Joe Root is rarely as effusive with praise as he was when talking about Ben Stokes last night.
“Mr Incredible”; “at the peak of his powers, at the peak of world cricket”; “we are in the presence of greatness”. When asked if he felt a lucky captain to have such a presence in his team, Root said: “I don’t really know what else to say apart from yes.”
The question is no longer whether Stokes will be remembered as a great English cricketer. Having sailed close to the wind at times, he sorted all that out last summer and has been riding the wave ever since.
Stokes’s career now has two distinct periods, divided by the mid-point of a restorative winter in 2018-2019 when, perhaps coincidentally, he had his back completely covered in a tattoo of a pride of lions representing his family and his hair began to get thicker again, which often seems to happen to cricketers in their late twenties.

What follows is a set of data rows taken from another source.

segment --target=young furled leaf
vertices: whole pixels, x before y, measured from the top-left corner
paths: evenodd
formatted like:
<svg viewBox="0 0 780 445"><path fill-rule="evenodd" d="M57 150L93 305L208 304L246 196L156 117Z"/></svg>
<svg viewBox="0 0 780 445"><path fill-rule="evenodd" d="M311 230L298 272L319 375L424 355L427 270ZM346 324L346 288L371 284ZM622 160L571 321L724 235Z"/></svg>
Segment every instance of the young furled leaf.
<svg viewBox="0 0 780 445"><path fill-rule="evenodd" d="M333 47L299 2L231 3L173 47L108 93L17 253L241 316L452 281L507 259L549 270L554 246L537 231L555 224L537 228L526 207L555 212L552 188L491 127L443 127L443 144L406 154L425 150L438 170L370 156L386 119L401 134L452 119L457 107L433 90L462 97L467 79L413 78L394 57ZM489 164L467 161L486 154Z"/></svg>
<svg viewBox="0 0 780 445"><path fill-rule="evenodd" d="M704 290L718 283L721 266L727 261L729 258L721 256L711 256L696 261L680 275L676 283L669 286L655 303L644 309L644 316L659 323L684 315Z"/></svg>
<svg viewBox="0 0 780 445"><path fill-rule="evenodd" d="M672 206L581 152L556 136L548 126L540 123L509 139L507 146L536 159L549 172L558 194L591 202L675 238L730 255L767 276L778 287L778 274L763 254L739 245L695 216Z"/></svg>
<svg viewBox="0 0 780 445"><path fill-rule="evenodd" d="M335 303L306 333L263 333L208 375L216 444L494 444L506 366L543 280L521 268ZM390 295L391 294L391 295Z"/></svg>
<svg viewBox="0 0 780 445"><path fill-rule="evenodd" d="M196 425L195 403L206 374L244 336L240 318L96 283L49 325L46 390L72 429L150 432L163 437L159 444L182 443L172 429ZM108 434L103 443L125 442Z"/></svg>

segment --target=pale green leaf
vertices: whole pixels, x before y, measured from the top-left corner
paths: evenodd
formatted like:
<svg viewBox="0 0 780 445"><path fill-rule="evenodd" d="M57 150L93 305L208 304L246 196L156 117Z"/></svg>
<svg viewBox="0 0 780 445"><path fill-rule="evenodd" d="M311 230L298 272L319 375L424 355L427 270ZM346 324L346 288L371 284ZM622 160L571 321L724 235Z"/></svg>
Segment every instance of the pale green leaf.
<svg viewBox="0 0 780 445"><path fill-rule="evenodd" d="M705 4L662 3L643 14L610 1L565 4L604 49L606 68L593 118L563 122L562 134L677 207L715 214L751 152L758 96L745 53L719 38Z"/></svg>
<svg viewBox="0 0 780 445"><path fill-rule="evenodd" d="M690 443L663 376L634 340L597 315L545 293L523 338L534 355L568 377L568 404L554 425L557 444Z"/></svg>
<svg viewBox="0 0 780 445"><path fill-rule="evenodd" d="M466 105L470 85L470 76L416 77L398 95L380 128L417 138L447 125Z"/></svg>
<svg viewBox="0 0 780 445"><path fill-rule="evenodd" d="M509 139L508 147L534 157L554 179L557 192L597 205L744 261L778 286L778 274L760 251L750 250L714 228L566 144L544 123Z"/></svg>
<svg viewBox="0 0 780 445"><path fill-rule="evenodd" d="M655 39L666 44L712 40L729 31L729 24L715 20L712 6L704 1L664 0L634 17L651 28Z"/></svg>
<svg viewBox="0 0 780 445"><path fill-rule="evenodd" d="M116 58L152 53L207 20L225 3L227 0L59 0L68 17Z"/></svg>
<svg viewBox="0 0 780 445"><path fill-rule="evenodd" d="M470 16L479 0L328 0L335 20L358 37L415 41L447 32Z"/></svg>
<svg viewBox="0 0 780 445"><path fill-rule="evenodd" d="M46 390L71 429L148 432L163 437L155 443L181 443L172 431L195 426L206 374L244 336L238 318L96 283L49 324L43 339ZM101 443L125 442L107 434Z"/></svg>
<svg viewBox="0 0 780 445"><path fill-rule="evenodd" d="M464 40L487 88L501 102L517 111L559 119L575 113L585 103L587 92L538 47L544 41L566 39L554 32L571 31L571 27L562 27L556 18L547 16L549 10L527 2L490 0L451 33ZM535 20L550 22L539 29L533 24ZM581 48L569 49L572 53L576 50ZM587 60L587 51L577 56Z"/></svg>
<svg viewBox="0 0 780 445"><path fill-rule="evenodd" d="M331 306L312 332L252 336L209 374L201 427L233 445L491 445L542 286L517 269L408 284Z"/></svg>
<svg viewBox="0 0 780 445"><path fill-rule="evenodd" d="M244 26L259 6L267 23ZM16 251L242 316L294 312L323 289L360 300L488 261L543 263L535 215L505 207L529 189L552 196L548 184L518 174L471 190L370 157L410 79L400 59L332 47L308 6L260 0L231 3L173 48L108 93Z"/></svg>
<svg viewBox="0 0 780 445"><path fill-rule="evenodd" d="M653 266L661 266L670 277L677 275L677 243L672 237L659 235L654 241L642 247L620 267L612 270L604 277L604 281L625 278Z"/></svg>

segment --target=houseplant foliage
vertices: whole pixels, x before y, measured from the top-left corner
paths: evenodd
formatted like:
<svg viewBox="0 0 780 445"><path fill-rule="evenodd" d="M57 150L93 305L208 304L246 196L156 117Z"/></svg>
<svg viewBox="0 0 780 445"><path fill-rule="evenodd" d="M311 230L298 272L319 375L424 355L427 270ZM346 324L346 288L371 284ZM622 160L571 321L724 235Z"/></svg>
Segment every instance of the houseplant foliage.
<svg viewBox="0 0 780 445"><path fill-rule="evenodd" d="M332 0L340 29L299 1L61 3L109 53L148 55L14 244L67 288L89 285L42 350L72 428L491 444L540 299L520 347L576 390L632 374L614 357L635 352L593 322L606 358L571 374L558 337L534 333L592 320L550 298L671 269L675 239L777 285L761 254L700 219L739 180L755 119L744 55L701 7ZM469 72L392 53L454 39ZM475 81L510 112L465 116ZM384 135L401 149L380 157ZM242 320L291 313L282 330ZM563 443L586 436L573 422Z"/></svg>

Before then, he was a player who had great moments — innings, spells, catches — and sometimes even great games. But he was not consistent. His numbers reflected that: he averaged 33.7 with the bat and 32.7 with the ball.
In 2017, he had appeared to be coming out of this period — and then the Bristol nightclub incident happened.
After missing the Ashes, 2018 was a bitty year, with court cases and injury issues, but he has come good in spectacular fashion since the start of 2019.
In 16 Tests, he has averaged 55 with the bat and under 29 with the ball, winning four man-of-the-match awards. You may remember that last summer he went well in one-day internationals, too.
Stokes, as evidenced at Old Trafford, is the complete all-round package, able to perform roles with the bat from blocker to biffer, and as a bowler, from lavish swinger to partnership-breaking battering ram, all to suit the needs of the team.
Today, he went to No3 in the Test batting rankings and No1 in the all-rounder list. Root is confident that he can keep getting better, and he is right, because Stokes’s brilliance is not just built on talent and charisma, but graft and a fine cricketing brain. The question now is whether England will ever fashion a Test team worthy of him?

Stokes debuted in 2013, as a great team fell apart. As he found his feet, England were poor, winning just six of his first 19 Tests. Since then — and to this day — England have largely been attacking and inconsistent, much like Stokes in the early part of his career.
Root, Stokes and Chris Silverwood have spoken plenty about the project they are building, with the 2021-22 Ashes the target. Before then, they are due to play five Tests against India, at home and away. That period, with Stokes in his prime, will be a fine yardstick for him and the team, but to get anything from it, the collective will have to undergo the same improvement the individual has.
England have much to solve — questions remain about the wicketkeeper and spinner and the top order remains callow — but clearly something is stirring. As the captain pointed out, they have made 400 in the first innings three times in their last four matches. They have a battery of fast bowlers, creating the sort of “tough” selection dilemmas Root says they should “celebrate”; another of those looms in a big way this week. There were four 22-year-olds in this XI and other impressionable youngsters waiting in the wings.
It seems no coincidence that all three centuries Dom Sibley and Ollie Pope have scored have come in big stands with Stokes, and that Zak Crawley has made his highest Test score with him at the crease, too. It is not just Sibley that was inspired to get fitter after seeing Stokes training on tour, but Pope, too.
There is a long-term plan in place that may come to fruition. But perhaps the best chance of a great England team emerging is Stokes just dragging 10 others with him.